Why You Should Not Trust Interpretations in Machine Learning: Adversarial Attacks on Partial Dependence Plots
This exposes a critical flaw in widely used AI interpretation tools, posing risks for regulators and practitioners who rely on them for decision-making, and is incremental in focusing on a specific vulnerability within existing methods.
The paper tackles the vulnerability of permutation-based interpretation methods, specifically partial dependence plots, by proposing an adversarial framework that modifies black-box models to produce deceptive plots that hide discriminatory behaviors while preserving most original predictions, demonstrated on real-world datasets like auto insurance claims and COMPAS.
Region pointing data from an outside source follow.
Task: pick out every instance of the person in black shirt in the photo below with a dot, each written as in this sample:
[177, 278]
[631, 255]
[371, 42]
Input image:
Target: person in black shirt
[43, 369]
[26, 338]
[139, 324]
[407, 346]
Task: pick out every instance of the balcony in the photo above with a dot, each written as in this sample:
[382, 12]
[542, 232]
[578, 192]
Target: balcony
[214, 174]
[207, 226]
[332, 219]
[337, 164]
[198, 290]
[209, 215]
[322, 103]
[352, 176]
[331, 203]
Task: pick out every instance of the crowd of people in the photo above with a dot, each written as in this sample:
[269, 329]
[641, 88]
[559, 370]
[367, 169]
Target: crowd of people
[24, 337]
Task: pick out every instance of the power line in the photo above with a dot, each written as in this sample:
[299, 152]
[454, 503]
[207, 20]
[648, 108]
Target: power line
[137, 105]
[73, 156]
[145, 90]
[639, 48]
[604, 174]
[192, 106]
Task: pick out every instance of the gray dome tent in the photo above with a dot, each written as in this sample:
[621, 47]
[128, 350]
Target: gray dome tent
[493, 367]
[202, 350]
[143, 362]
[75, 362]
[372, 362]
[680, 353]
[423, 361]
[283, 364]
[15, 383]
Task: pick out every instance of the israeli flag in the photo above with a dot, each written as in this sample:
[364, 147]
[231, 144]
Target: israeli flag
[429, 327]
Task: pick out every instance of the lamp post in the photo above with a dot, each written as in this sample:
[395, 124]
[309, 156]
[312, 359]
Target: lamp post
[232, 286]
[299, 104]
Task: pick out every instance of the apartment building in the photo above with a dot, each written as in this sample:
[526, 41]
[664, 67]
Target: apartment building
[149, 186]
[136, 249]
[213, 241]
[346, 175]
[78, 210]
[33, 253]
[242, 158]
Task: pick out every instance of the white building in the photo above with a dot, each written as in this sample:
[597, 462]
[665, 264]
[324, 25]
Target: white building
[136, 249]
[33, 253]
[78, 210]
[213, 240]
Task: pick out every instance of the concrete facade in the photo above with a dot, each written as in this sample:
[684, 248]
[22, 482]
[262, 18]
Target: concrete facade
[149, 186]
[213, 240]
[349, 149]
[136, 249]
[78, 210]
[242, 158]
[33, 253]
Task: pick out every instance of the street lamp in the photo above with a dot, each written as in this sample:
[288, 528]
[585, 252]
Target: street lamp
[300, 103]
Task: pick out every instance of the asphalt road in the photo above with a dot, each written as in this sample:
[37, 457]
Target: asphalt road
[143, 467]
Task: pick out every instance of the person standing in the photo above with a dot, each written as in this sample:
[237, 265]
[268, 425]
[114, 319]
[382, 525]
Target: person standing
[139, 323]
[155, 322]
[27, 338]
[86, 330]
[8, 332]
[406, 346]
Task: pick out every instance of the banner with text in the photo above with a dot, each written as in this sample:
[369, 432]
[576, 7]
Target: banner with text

The adoption of artificial intelligence (AI) across industries has led to the widespread use of complex black-box models and interpretation tools for decision making. This paper proposes an adversarial framework to uncover the vulnerability of permutation-based interpretation methods for machine learning tasks, with a particular focus on partial dependence (PD) plots. This adversarial framework modifies the original black box model to manipulate its predictions for instances in the extrapolation domain. As a result, it produces deceptive PD plots that can conceal discriminatory behaviors while preserving most of the original model's predictions. This framework can produce multiple fooled PD plots via a single model. By using real-world datasets including an auto insurance claims dataset and COMPAS (Correctional Offender Management Profiling for Alternative Sanctions) dataset, our results show that it is possible to intentionally hide the discriminatory behavior of a predictor and make the black-box model appear neutral through interpretation tools like PD plots while retaining almost all the predictions of the original black-box model. Managerial insights for regulators and practitioners are provided based on the findings.